FAQ (FAQPage schema)
Q · How do I know if my doctor is in-network?
Get the plan's specific network name (e.g., "Aetna Open Choice PPO" not just "HealthBridge") and check the carrier's provider directory or call the carrier with the doctor's name. Confirm the hospital is also in-network if you have planned procedures.
Q · What's the difference between fixed indemnity and major medical?
Fixed indemnity pays stated dollar amounts per covered service with no out-of-pocket maximum. Major medical covers percentages of actual costs after deductible, with an OOP cap.

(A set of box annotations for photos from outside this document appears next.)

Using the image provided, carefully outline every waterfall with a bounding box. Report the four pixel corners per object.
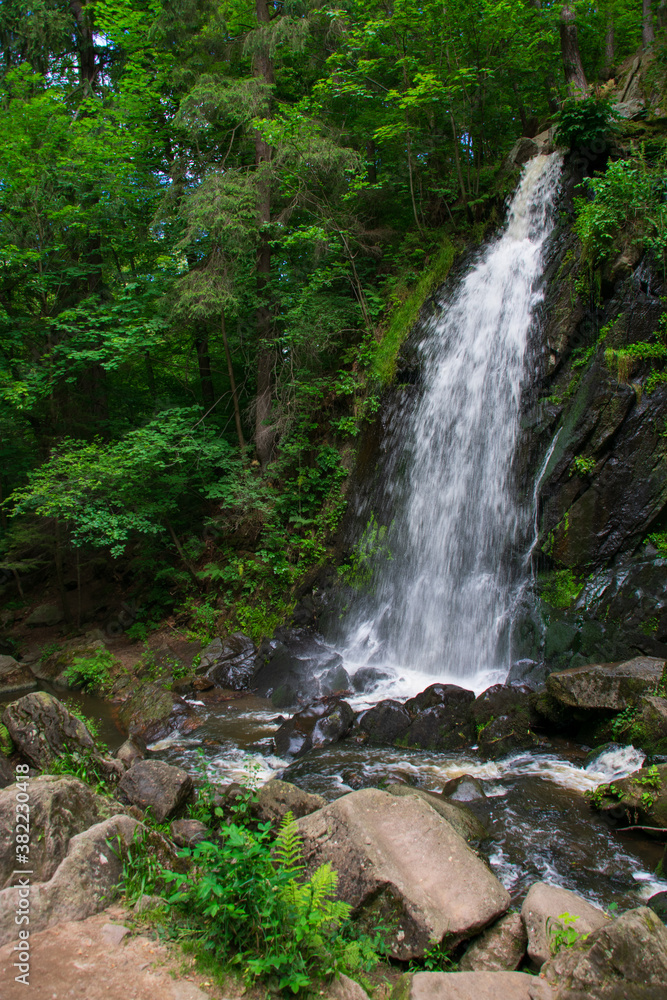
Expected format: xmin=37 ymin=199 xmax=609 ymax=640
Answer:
xmin=342 ymin=154 xmax=562 ymax=688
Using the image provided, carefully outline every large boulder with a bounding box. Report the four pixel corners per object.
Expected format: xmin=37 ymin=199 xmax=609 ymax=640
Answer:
xmin=0 ymin=774 xmax=111 ymax=889
xmin=387 ymin=783 xmax=488 ymax=841
xmin=2 ymin=691 xmax=95 ymax=770
xmin=0 ymin=656 xmax=37 ymax=698
xmin=273 ymin=700 xmax=354 ymax=757
xmin=298 ymin=788 xmax=510 ymax=960
xmin=0 ymin=815 xmax=139 ymax=945
xmin=251 ymin=778 xmax=326 ymax=826
xmin=198 ymin=632 xmax=257 ymax=691
xmin=118 ymin=760 xmax=194 ymax=823
xmin=390 ymin=972 xmax=552 ymax=1000
xmin=521 ymin=882 xmax=609 ymax=967
xmin=460 ymin=913 xmax=528 ymax=972
xmin=354 ymin=698 xmax=412 ymax=743
xmin=542 ymin=906 xmax=667 ymax=1000
xmin=547 ymin=656 xmax=665 ymax=712
xmin=592 ymin=764 xmax=667 ymax=829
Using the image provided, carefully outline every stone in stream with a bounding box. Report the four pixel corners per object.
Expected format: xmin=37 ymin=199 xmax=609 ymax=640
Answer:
xmin=0 ymin=774 xmax=118 ymax=888
xmin=547 ymin=656 xmax=665 ymax=712
xmin=387 ymin=783 xmax=488 ymax=840
xmin=542 ymin=906 xmax=667 ymax=1000
xmin=389 ymin=972 xmax=552 ymax=1000
xmin=459 ymin=913 xmax=528 ymax=972
xmin=592 ymin=764 xmax=667 ymax=829
xmin=521 ymin=882 xmax=610 ymax=967
xmin=250 ymin=778 xmax=326 ymax=826
xmin=118 ymin=760 xmax=194 ymax=823
xmin=0 ymin=656 xmax=37 ymax=698
xmin=2 ymin=691 xmax=95 ymax=770
xmin=0 ymin=815 xmax=140 ymax=945
xmin=298 ymin=788 xmax=510 ymax=960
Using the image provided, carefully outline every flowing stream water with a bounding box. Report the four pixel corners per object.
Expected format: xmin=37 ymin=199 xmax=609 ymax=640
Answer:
xmin=342 ymin=153 xmax=562 ymax=693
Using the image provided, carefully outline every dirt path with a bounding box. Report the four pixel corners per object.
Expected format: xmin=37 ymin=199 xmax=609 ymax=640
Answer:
xmin=0 ymin=906 xmax=240 ymax=1000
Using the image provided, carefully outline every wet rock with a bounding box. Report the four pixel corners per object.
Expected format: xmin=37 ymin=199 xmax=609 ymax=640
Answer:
xmin=471 ymin=684 xmax=540 ymax=758
xmin=547 ymin=656 xmax=665 ymax=712
xmin=0 ymin=774 xmax=111 ymax=888
xmin=169 ymin=819 xmax=209 ymax=847
xmin=0 ymin=656 xmax=37 ymax=698
xmin=352 ymin=667 xmax=389 ymax=692
xmin=387 ymin=784 xmax=488 ymax=841
xmin=593 ymin=764 xmax=667 ymax=829
xmin=355 ymin=698 xmax=412 ymax=743
xmin=198 ymin=632 xmax=257 ymax=691
xmin=0 ymin=815 xmax=139 ymax=945
xmin=25 ymin=604 xmax=63 ymax=628
xmin=116 ymin=740 xmax=145 ymax=768
xmin=251 ymin=778 xmax=326 ymax=826
xmin=273 ymin=699 xmax=354 ymax=757
xmin=459 ymin=913 xmax=528 ymax=972
xmin=542 ymin=906 xmax=667 ymax=1000
xmin=442 ymin=774 xmax=486 ymax=802
xmin=390 ymin=972 xmax=553 ymax=1000
xmin=2 ymin=691 xmax=94 ymax=770
xmin=118 ymin=760 xmax=194 ymax=823
xmin=298 ymin=789 xmax=509 ymax=960
xmin=521 ymin=882 xmax=610 ymax=968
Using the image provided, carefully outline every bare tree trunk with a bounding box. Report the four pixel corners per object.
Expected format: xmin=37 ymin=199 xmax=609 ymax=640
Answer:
xmin=642 ymin=0 xmax=655 ymax=49
xmin=220 ymin=312 xmax=245 ymax=455
xmin=560 ymin=3 xmax=588 ymax=101
xmin=253 ymin=0 xmax=276 ymax=469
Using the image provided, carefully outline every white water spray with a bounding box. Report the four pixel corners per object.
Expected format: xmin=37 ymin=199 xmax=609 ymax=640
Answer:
xmin=345 ymin=154 xmax=562 ymax=689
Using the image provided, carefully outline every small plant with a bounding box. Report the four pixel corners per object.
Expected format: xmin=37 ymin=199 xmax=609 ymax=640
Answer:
xmin=64 ymin=649 xmax=115 ymax=693
xmin=547 ymin=913 xmax=588 ymax=955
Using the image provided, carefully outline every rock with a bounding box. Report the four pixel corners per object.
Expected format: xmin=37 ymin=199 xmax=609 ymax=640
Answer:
xmin=251 ymin=778 xmax=326 ymax=826
xmin=0 ymin=774 xmax=117 ymax=888
xmin=118 ymin=760 xmax=194 ymax=823
xmin=2 ymin=691 xmax=95 ymax=770
xmin=298 ymin=788 xmax=509 ymax=960
xmin=327 ymin=972 xmax=368 ymax=1000
xmin=592 ymin=764 xmax=667 ymax=829
xmin=543 ymin=906 xmax=667 ymax=1000
xmin=459 ymin=913 xmax=528 ymax=972
xmin=390 ymin=972 xmax=552 ymax=1000
xmin=547 ymin=656 xmax=665 ymax=712
xmin=635 ymin=695 xmax=667 ymax=754
xmin=0 ymin=656 xmax=37 ymax=698
xmin=169 ymin=819 xmax=210 ymax=847
xmin=273 ymin=700 xmax=354 ymax=757
xmin=471 ymin=684 xmax=539 ymax=757
xmin=355 ymin=698 xmax=412 ymax=743
xmin=352 ymin=667 xmax=389 ymax=692
xmin=387 ymin=784 xmax=488 ymax=841
xmin=24 ymin=604 xmax=63 ymax=628
xmin=521 ymin=882 xmax=609 ymax=967
xmin=0 ymin=815 xmax=139 ymax=945
xmin=442 ymin=774 xmax=486 ymax=802
xmin=202 ymin=632 xmax=257 ymax=691
xmin=116 ymin=740 xmax=144 ymax=768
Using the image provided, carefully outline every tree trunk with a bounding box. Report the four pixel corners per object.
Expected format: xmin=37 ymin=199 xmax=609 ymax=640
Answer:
xmin=560 ymin=4 xmax=588 ymax=101
xmin=253 ymin=0 xmax=276 ymax=469
xmin=642 ymin=0 xmax=655 ymax=49
xmin=195 ymin=334 xmax=215 ymax=411
xmin=220 ymin=312 xmax=245 ymax=455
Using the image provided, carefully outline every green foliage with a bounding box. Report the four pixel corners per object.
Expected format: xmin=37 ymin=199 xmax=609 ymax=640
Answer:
xmin=556 ymin=97 xmax=617 ymax=152
xmin=64 ymin=649 xmax=115 ymax=693
xmin=547 ymin=913 xmax=588 ymax=955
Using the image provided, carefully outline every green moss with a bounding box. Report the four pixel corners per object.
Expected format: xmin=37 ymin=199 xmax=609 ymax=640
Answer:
xmin=373 ymin=237 xmax=456 ymax=383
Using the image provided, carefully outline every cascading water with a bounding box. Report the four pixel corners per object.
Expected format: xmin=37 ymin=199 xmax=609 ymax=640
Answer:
xmin=343 ymin=154 xmax=562 ymax=688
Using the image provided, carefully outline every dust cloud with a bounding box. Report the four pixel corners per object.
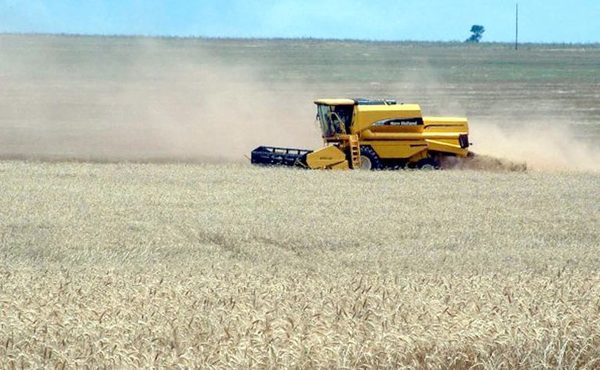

They serve different purposes — fixed indemnity is predictable for everyday care; major medical is catastrophic-risk protection.
Q · When should I run ACA subsidy math?
Always, before assuming anything. Many higher-income and self-employed households qualify for subsidies they don't expect, especially after legitimate business deductions and household-size factors apply. Takes 5 minutes; can change the entire comparison.